To the extent that our marginalisation and vilification of Delilah is prejudiced, driven by good old-fashioned sexism on one hand and a sort of adopted, anachronistic, and misguided nationalism on the other, we participate in long-standing injustices and atrocities that are with us still, in the myriad ways in which our cultural practices and social policies disadvantage and abuse and harass women and foreigners and minorities of all kinds. How we read is a mirror to how we live. And to that extent, we have much to repent for. Lent is, of course, as good a time as any to scrutinise the ways in which we perpetuate the structural sins of our communities, whether church or state or university or business. It is as good a time as any for self-examination and penance.

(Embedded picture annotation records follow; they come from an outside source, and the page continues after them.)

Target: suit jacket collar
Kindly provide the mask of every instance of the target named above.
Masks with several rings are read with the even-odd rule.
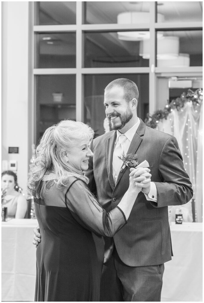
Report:
[[[128,154],[136,154],[137,151],[142,141],[142,137],[144,134],[146,125],[141,119],[140,120],[140,123],[130,143],[130,145],[128,151]],[[116,136],[116,132],[115,131],[111,134],[108,140],[106,149],[108,174],[109,182],[113,190],[115,187],[114,180],[112,175],[113,154],[114,148],[114,144]],[[127,166],[125,166],[123,171],[122,172],[120,172],[119,173],[116,185],[118,184],[127,168]]]

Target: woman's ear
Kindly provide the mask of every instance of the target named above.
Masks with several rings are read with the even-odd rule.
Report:
[[[65,162],[69,162],[69,159],[68,158],[67,152],[65,151],[64,152],[62,152],[62,155],[63,158]]]

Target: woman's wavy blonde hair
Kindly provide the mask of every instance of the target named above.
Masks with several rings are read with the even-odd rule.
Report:
[[[43,179],[51,173],[56,176],[55,182],[58,188],[66,186],[71,176],[88,183],[88,178],[66,162],[64,156],[79,142],[92,139],[94,135],[89,125],[71,120],[61,121],[46,130],[37,147],[36,158],[28,174],[28,188],[34,197],[44,198],[48,182]]]

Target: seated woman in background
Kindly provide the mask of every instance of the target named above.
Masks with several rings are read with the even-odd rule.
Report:
[[[27,201],[18,190],[17,176],[12,171],[2,173],[2,203],[7,208],[8,218],[23,219],[27,207]]]

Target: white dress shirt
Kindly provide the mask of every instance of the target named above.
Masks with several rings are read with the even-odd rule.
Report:
[[[127,154],[128,149],[129,147],[130,143],[133,138],[138,128],[139,124],[140,122],[140,120],[138,118],[137,123],[131,127],[131,128],[129,129],[128,131],[124,134],[127,139],[125,140],[123,143],[124,148],[124,152],[125,154]],[[121,135],[121,133],[118,131],[116,131],[117,135],[115,142],[115,147],[118,143],[118,137],[119,136]],[[148,159],[146,159],[148,161]],[[118,176],[115,175],[115,172],[113,168],[113,176],[115,181],[116,181],[118,178]],[[153,201],[155,202],[157,201],[157,192],[156,189],[156,187],[155,183],[154,182],[151,181],[150,182],[150,190],[148,195],[144,194],[144,195],[146,197],[147,200],[148,201]]]

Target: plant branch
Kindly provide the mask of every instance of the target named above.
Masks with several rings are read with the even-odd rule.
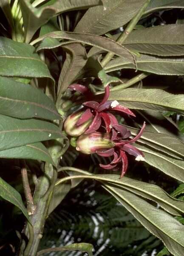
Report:
[[[120,44],[122,44],[123,43],[125,40],[128,35],[133,29],[135,26],[141,18],[142,15],[144,12],[145,10],[149,4],[150,1],[150,0],[147,0],[144,6],[140,9],[139,12],[138,12],[136,15],[133,19],[132,19],[131,21],[130,21],[123,32],[122,34],[122,35],[121,35],[119,38],[116,41],[118,43]],[[113,52],[108,52],[108,53],[107,54],[105,57],[101,61],[101,64],[102,67],[104,67],[107,65],[107,64],[109,62],[114,55],[114,54]]]
[[[123,89],[125,89],[126,88],[127,88],[128,87],[130,87],[133,84],[137,83],[139,81],[140,81],[142,79],[147,77],[149,75],[149,74],[148,73],[141,73],[136,76],[133,77],[131,79],[127,81],[125,83],[124,83],[123,84],[119,84],[118,85],[116,85],[116,86],[114,86],[113,88],[110,89],[110,92],[113,92],[116,90],[121,90]],[[97,95],[98,94],[102,94],[104,93],[104,91],[98,91],[96,92],[95,93],[96,95]]]
[[[29,186],[28,171],[24,161],[23,161],[23,166],[21,168],[21,172],[24,194],[27,203],[27,209],[28,210],[28,215],[30,215],[34,214],[34,211],[35,210],[36,207],[34,205],[33,201],[33,199],[32,196],[30,187]]]

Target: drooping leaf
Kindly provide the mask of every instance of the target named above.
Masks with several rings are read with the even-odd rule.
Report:
[[[18,77],[48,78],[51,76],[46,64],[34,47],[0,37],[0,75]]]
[[[75,176],[75,179],[77,179],[78,177],[79,178],[83,178],[85,177],[90,179],[94,179],[102,182],[103,183],[105,183],[107,184],[115,184],[118,187],[123,188],[142,197],[156,202],[163,209],[173,215],[177,215],[181,213],[182,214],[184,212],[184,202],[172,198],[156,185],[136,180],[126,177],[119,179],[119,175],[92,175],[90,173],[82,170],[81,172],[81,172],[81,174],[79,174],[74,169],[74,172],[77,173],[76,176]],[[88,175],[89,174],[90,175]],[[71,178],[72,179],[72,176]],[[60,184],[57,185],[56,187],[59,185]]]
[[[177,196],[184,193],[184,184],[183,183],[177,188],[173,192],[171,195],[173,197],[176,197]]]
[[[138,134],[139,131],[129,126],[127,128],[131,131],[131,133],[135,136]],[[144,131],[139,142],[145,145],[148,145],[148,143],[150,146],[153,148],[155,144],[155,145],[158,146],[158,148],[156,147],[156,149],[161,151],[163,150],[163,152],[176,158],[180,157],[180,159],[184,159],[184,143],[178,138],[174,136]]]
[[[141,54],[137,57],[136,64],[139,70],[157,75],[183,76],[184,60],[183,57],[166,58]],[[125,58],[118,57],[111,61],[105,69],[110,72],[124,68],[136,69],[136,67]]]
[[[144,160],[150,165],[157,168],[167,175],[184,182],[184,161],[151,148],[143,144],[136,143],[135,146],[144,155]]]
[[[25,41],[29,43],[37,30],[56,15],[56,9],[49,6],[34,8],[26,0],[20,0],[20,3],[24,23]]]
[[[175,256],[182,255],[184,239],[181,234],[184,234],[184,227],[179,221],[127,191],[107,185],[105,188],[146,228],[160,239],[171,253]]]
[[[160,89],[127,88],[111,92],[109,100],[118,100],[129,108],[184,113],[182,95],[173,95]]]
[[[136,29],[123,43],[130,50],[160,56],[182,56],[184,50],[184,24],[170,24]],[[171,35],[172,35],[171,38]],[[119,36],[113,36],[114,40]]]
[[[28,221],[30,221],[28,212],[23,204],[20,195],[0,177],[0,195],[5,200],[18,207],[22,211]]]
[[[39,46],[39,49],[42,49],[42,44],[43,44],[44,39],[47,37],[58,39],[68,39],[92,46],[95,46],[105,51],[112,52],[114,54],[120,56],[127,60],[128,60],[128,62],[134,63],[134,59],[132,54],[125,47],[114,40],[95,35],[65,31],[55,31],[38,38],[31,42],[31,44],[34,45],[43,40]],[[62,45],[63,43],[61,42],[61,44]],[[50,48],[50,45],[48,47]],[[44,44],[44,47],[45,49],[45,44]]]
[[[3,76],[0,76],[0,113],[21,119],[61,118],[54,103],[41,90]]]
[[[62,137],[57,126],[50,122],[0,115],[0,150]]]
[[[3,10],[11,29],[13,29],[14,26],[14,24],[11,15],[10,1],[9,0],[1,0],[1,1],[0,1],[0,7]]]
[[[145,15],[165,9],[184,8],[183,0],[151,0]]]
[[[145,2],[145,0],[107,0],[103,6],[90,8],[75,31],[94,35],[105,34],[128,22]]]
[[[103,0],[50,0],[42,6],[56,9],[57,14],[74,10],[87,9],[91,6],[102,5]]]
[[[71,43],[63,46],[67,52],[58,81],[58,91],[64,92],[75,80],[84,67],[88,58],[85,47],[79,43]]]
[[[65,251],[78,251],[82,253],[87,253],[89,256],[93,256],[92,250],[93,246],[91,244],[86,243],[80,243],[79,244],[72,244],[68,245],[65,245],[62,247],[57,248],[51,248],[42,250],[37,253],[37,256],[40,256],[45,253],[50,252],[60,252]]]
[[[34,159],[55,164],[47,148],[41,142],[1,150],[0,158]]]

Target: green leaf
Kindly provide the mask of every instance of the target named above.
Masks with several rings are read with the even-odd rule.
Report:
[[[184,8],[183,0],[151,0],[144,14],[173,8]]]
[[[54,103],[29,84],[0,76],[0,113],[21,119],[60,119]]]
[[[145,0],[107,0],[104,6],[90,8],[77,24],[75,32],[103,35],[129,21]]]
[[[2,8],[11,29],[13,29],[14,24],[10,7],[10,1],[9,0],[1,0],[0,1],[0,7]]]
[[[76,172],[74,170],[74,172]],[[184,212],[184,202],[171,197],[159,186],[149,184],[142,181],[136,180],[133,179],[124,177],[119,179],[119,175],[91,175],[90,173],[81,171],[81,174],[85,175],[81,176],[77,175],[75,179],[79,178],[93,179],[107,184],[116,185],[118,187],[123,188],[129,191],[140,195],[141,197],[156,202],[160,206],[173,215],[178,215]],[[90,174],[91,175],[88,175]],[[71,177],[71,179],[72,176]],[[57,185],[58,186],[58,185]]]
[[[41,142],[2,150],[0,158],[34,159],[55,165],[47,148]]]
[[[0,37],[0,76],[47,78],[54,81],[32,46]]]
[[[168,214],[130,192],[109,186],[105,187],[146,228],[160,239],[171,253],[175,256],[182,255],[183,225]]]
[[[85,47],[79,43],[71,43],[62,47],[67,52],[58,81],[58,91],[65,92],[85,65],[88,58]]]
[[[66,32],[65,31],[55,31],[38,38],[33,41],[31,44],[34,44],[47,37],[58,39],[68,39],[92,46],[96,46],[105,51],[112,52],[114,54],[120,56],[127,60],[128,60],[128,63],[129,63],[129,61],[133,64],[134,63],[132,54],[125,47],[117,42],[115,42],[114,40],[95,35]],[[42,49],[42,44],[43,42],[43,41],[41,43],[39,49]],[[61,44],[62,45],[63,43],[61,42]],[[50,45],[49,45],[48,47],[50,48]],[[44,47],[45,47],[45,44]]]
[[[65,251],[79,251],[82,253],[87,253],[89,256],[93,256],[92,250],[93,246],[91,244],[80,243],[79,244],[72,244],[69,245],[65,245],[62,247],[51,248],[42,250],[37,253],[37,256],[40,256],[43,253],[49,252],[60,252]]]
[[[91,6],[102,5],[101,0],[50,0],[42,6],[49,6],[56,9],[57,14],[81,9],[86,9]]]
[[[184,74],[184,61],[183,57],[165,58],[146,54],[141,54],[136,60],[139,70],[157,75],[176,76]],[[118,57],[111,61],[105,70],[107,72],[110,72],[125,68],[136,69],[136,67],[125,58]]]
[[[126,126],[131,133],[136,136],[139,130],[129,126]],[[172,155],[176,158],[180,157],[180,159],[184,159],[184,143],[178,138],[171,136],[164,133],[152,132],[144,131],[141,139],[138,141],[140,143],[154,148],[156,149]]]
[[[171,196],[176,197],[181,194],[184,193],[184,184],[180,184],[174,191],[171,194]]]
[[[184,113],[183,95],[174,95],[157,89],[127,88],[111,92],[110,100],[118,100],[130,108],[175,111]]]
[[[103,69],[98,73],[98,77],[101,80],[102,84],[105,87],[111,83],[121,81],[120,79],[117,77],[107,75]]]
[[[20,195],[14,188],[0,177],[0,195],[4,199],[17,206],[28,221],[28,212],[24,206]]]
[[[26,0],[20,0],[25,33],[25,41],[29,43],[33,35],[41,26],[56,14],[52,7],[35,8]]]
[[[169,157],[161,151],[136,143],[136,147],[144,155],[144,160],[167,175],[184,182],[184,161]]]
[[[62,183],[55,186],[52,195],[52,199],[49,205],[48,215],[58,206],[71,189],[71,183]]]
[[[159,253],[156,255],[156,256],[165,256],[165,255],[169,256],[170,255],[170,253],[168,251],[167,248],[164,247],[164,249],[161,250],[161,251],[159,252]]]
[[[57,126],[40,120],[0,115],[0,151],[63,137]]]
[[[157,26],[133,31],[123,43],[131,51],[161,56],[183,55],[184,24]],[[116,40],[120,34],[113,36]],[[172,38],[171,38],[172,35]]]

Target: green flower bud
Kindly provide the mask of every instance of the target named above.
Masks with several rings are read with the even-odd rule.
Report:
[[[90,118],[82,125],[76,125],[76,124],[80,117],[84,113],[84,111],[78,111],[70,115],[66,119],[64,124],[64,128],[67,134],[74,137],[78,137],[85,132],[93,121],[93,118]]]
[[[115,144],[110,140],[110,137],[109,134],[97,132],[82,134],[76,140],[76,149],[89,154],[111,148]]]

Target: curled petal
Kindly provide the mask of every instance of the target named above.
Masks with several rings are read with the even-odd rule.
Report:
[[[108,109],[110,107],[110,105],[112,102],[112,101],[106,102],[102,104],[100,104],[98,108],[98,111],[101,112],[105,109]]]
[[[122,159],[122,171],[121,174],[120,178],[122,178],[124,176],[125,174],[127,171],[128,168],[128,159],[126,154],[122,151],[120,151],[120,155]]]
[[[76,91],[83,94],[87,93],[89,90],[89,89],[87,87],[79,84],[71,84],[68,87],[68,89],[71,90]]]
[[[110,163],[118,163],[121,160],[122,158],[121,156],[118,157],[118,155],[116,152],[114,153],[114,159]]]
[[[90,109],[88,108],[79,119],[76,124],[76,126],[79,126],[87,121],[88,121],[90,118],[91,118],[92,116],[93,116],[93,115],[91,112]]]
[[[129,134],[130,134],[128,136],[129,137],[131,135],[130,132],[127,129],[127,128],[125,126],[124,126],[121,125],[113,125],[112,126],[113,128],[115,128],[116,130],[121,133],[121,135],[123,138],[125,138],[125,136],[127,136]]]
[[[109,97],[109,85],[107,85],[105,88],[105,93],[104,93],[104,97],[100,105],[102,105],[106,102]]]
[[[117,166],[117,164],[111,165],[110,163],[109,163],[109,164],[102,164],[100,163],[99,165],[103,169],[106,169],[106,170],[113,169],[113,168],[114,168]]]
[[[142,157],[144,156],[142,151],[130,144],[127,143],[123,145],[121,148],[124,151],[127,152],[129,154],[134,156],[136,157],[140,155]]]
[[[113,141],[116,139],[117,137],[117,135],[118,135],[118,133],[113,128],[112,130],[112,137],[110,139],[110,140],[112,140],[112,141]]]
[[[109,112],[107,112],[107,113],[108,114],[109,118],[110,119],[111,125],[118,125],[118,121],[115,116],[114,116],[114,115],[113,114],[111,114],[111,113],[110,113]]]
[[[116,154],[114,152],[114,149],[113,148],[110,148],[105,151],[97,151],[96,153],[101,157],[111,157],[114,154]]]
[[[145,122],[144,122],[143,125],[142,125],[142,127],[141,129],[139,134],[136,135],[133,139],[132,139],[129,141],[127,142],[128,143],[133,143],[133,142],[135,142],[136,140],[139,140],[139,138],[142,136],[142,134],[143,133],[144,130],[146,126],[146,123]]]
[[[106,131],[108,133],[109,133],[111,130],[111,124],[110,119],[108,113],[104,112],[99,113],[99,116],[102,117],[105,125],[105,128]]]
[[[88,107],[89,108],[93,108],[95,110],[97,110],[99,104],[96,102],[92,100],[91,101],[86,102],[84,102],[82,105],[83,106],[85,106],[85,107]]]
[[[133,112],[131,111],[127,108],[125,108],[123,106],[122,106],[121,105],[118,105],[116,107],[115,107],[114,108],[111,108],[111,109],[112,110],[115,110],[116,111],[119,111],[122,112],[124,112],[126,113],[128,115],[130,115],[130,116],[136,116],[136,115],[133,113]]]
[[[92,123],[89,126],[88,130],[85,131],[85,134],[91,133],[97,131],[99,128],[101,122],[101,119],[98,113],[96,112]]]

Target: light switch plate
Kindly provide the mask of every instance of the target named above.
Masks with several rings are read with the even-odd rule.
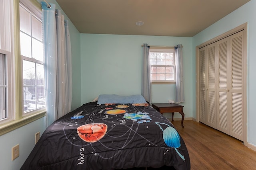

We might not be able to redeem Delilah as our act of penance, to save her from millennia of misogyny, but then again, she’s not really the one who needs saving. “Love your enemies”, he says who saves us, and “as you did it to one of the least, you did it to me”. If we are tempted to think that Jesus, the brown-skinned refugee and colonised subject and political criminal, allows us to continue in our casual and unexamined prejudices and the violence and injustice they feed, we need to think again, and pray that these parts of ourselves are crucified with him, God help us, that we may rise unsurprised if we end up finding Delilah and all our enemies at the Lord’s table at the end.